Что делает искушение искушением?
На пути наших выборов стоит контроль совести и разума. В совести заложены, с одной стороны, ценностные ориентиры (позитивная совесть), с другой – системы запретов и наказаний (негативная совесть). Разум взвешивает все за и против поступка, просчитывает негативные и позитивные последствия выбора. По сути, удовлетворение практически всех наших желаний может относиться к числу вполне нормальных целей любого человека. Вопрос лишь в том, как, ради чего и в каких контекстах эти цели достигаются.
Если возьмем знаменитую “лестницу потребностей” Абрахама Маслоу, то увидим, что каждому человеку свойственно стремиться к удовлетворению одних и тех же потребностей. Таковы, например, еда, секс, отношения, безопасность, успех, богатство, социальное положение, стремление проявить себя.
Кто-то сказал, что с годами начинаешь называть искушением то, что прежде счел бы просто удачным случаем. То есть, если раньше человек просто использовал бы выпавшую возможность и удовлетворил бы своё желание, то с какого-то момента удовлетворение подобного желания будет уже не желательно или поставлено под запрет. Это говорит о том, что искушение делает искушением именно знание о том, что можно, а что нельзя; что хорошо, а что плохо; что есть добро и что есть зло.
В принципе, можно утверждать, что искушением каждый человек будет считать то, что он считает для себя не разрешенным. Даже если речь идет о запретах, которые приняты в обществе, они не будут таковыми для человека, если он не примет их внутренне, не согласится с тем (пусть и чисто формально), что это (в принципе!) "НЕЛЬЗЯ".
То есть, я хочу сказать, что принятые в обществе нормы и правила лишь тогда могут стать источником искушения, когда человек признает для себя, так сказать, легитимность запрета.

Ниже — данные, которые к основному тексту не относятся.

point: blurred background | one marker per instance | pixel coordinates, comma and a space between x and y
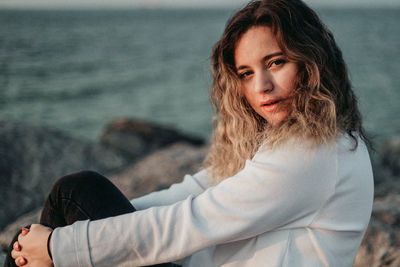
77, 65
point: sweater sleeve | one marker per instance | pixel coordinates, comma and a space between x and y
191, 185
276, 190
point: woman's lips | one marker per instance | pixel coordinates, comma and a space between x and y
271, 105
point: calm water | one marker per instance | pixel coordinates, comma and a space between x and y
77, 70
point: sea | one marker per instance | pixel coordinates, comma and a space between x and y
77, 70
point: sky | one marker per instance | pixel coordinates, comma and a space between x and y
175, 3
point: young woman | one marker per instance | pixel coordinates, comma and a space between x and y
287, 182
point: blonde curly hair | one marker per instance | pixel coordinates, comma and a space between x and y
323, 104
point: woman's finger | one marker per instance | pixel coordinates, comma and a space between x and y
20, 261
24, 231
16, 246
15, 254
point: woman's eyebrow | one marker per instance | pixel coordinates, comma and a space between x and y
267, 57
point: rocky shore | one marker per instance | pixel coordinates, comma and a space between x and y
139, 158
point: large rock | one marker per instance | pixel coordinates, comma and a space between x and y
32, 157
154, 172
137, 138
160, 169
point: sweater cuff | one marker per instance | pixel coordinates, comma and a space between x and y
70, 246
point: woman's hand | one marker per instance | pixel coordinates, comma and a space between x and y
31, 248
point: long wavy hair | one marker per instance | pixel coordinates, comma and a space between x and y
323, 104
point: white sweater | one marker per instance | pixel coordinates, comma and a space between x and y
291, 206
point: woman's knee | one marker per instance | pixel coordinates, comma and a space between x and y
82, 180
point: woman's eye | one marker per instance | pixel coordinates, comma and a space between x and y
244, 75
278, 62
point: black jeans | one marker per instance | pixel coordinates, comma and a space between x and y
81, 196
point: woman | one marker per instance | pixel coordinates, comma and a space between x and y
288, 180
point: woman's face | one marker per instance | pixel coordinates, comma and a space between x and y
267, 77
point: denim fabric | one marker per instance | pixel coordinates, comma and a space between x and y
81, 196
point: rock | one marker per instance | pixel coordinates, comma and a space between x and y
33, 157
381, 243
9, 232
2, 257
161, 169
154, 172
137, 138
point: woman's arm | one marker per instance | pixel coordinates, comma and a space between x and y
278, 189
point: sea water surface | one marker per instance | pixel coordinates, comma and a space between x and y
76, 70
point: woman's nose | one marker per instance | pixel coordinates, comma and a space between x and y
263, 83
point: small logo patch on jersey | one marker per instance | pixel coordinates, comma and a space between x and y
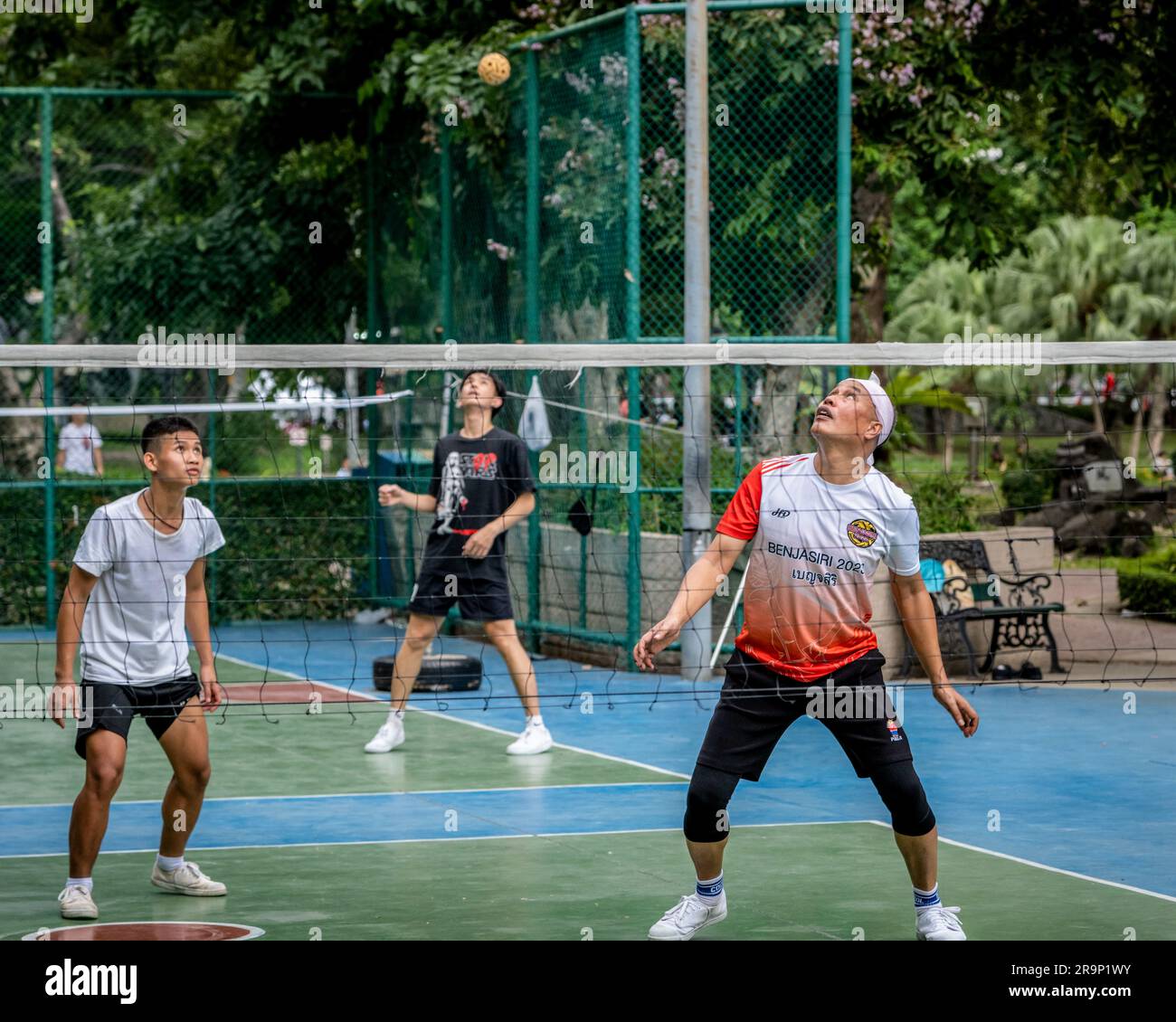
861, 533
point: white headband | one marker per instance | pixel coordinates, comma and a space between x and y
883, 408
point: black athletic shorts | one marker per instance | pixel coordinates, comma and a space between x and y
445, 582
757, 705
112, 707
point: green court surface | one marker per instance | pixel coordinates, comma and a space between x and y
786, 882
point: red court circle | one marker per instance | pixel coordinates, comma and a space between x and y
148, 932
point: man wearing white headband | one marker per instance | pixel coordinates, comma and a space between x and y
820, 525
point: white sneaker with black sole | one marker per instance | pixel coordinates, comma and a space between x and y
939, 923
186, 879
534, 740
389, 736
77, 903
687, 917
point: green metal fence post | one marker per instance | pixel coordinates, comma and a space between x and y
211, 582
633, 316
447, 324
845, 175
534, 536
369, 336
47, 317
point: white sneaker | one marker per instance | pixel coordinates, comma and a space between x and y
77, 903
536, 739
687, 917
939, 923
391, 734
186, 880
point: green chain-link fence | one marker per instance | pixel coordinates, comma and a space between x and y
556, 214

Нарушение такого запрета как действие безнравственное будет вызывать в человеке МОРАЛЬНЫЕ ЧУВСТВА, важнейшим из которых будет чувство стыда. Иными словами, человек, совершая поступки, не соответствующие принятым им (пусть и в самом малом объеме и лишь формально) нормам поведения, будет как бы загрязнять "светлый образ" самого себя. Ведь, признавая запреты, человек как бы берет на себя обязательство быть таким-то и таким-то, то есть соответствовать своему представлению о себе "любимом и хорошем".
Необходимо оговориться, что искушением будет не только нарушение запрета, но и неисполнение заповеди (какого-либо требования), то есть несовершение поступка, который ожидается от человека в данной ситуации. Здесь источник искушения будет внутри самого человека. Ими будут лень, страх, стяжательство - то есть возможные выгоды "недействия" в требуемом направлении. При этом человек, если он (как и в случае запрета) признал в какой-то мере легитимность заповеди, будет сталкиваться все с теми же моральными эмоциями.
Таким образом, и запрет, и требование могут превратиться в искушения, поддавшись которому, человек столкнется с чувством стыда. Если же человек ощущает, что своим поступком (или бездействием) он нанес вред не только своему образу (или, говоря современным языком, имиджу), но и другому человеку, то ему грозит подвергнуться и чувству вины (ведь в этом случае налицо несправедливый по отношению к другому поступок).
Если запреты и заповеди (что, в основном, маловероятно) взрослому человеку вовсе неизвестны, то и действие против них для него никак не может явиться искушением. Здесь речь может идти лишь об удовлетворении сиюминутных побуждений и желаний. А какой ценой это достигается - в данном случае это может либо вообще не интересовать человека, либо все значение его поступка может раскрыться для него позже. А на момент своего выбора человек просто не видит всех его возможных последствий.
С другой стороны, если человек знает о запретах и требованиях и обо всех последствиях их нарушения, но не признает их в принципе (то есть они являются для него лишь пустым звуком), то его действия вопреки этим правилам будут неким азартным приключением.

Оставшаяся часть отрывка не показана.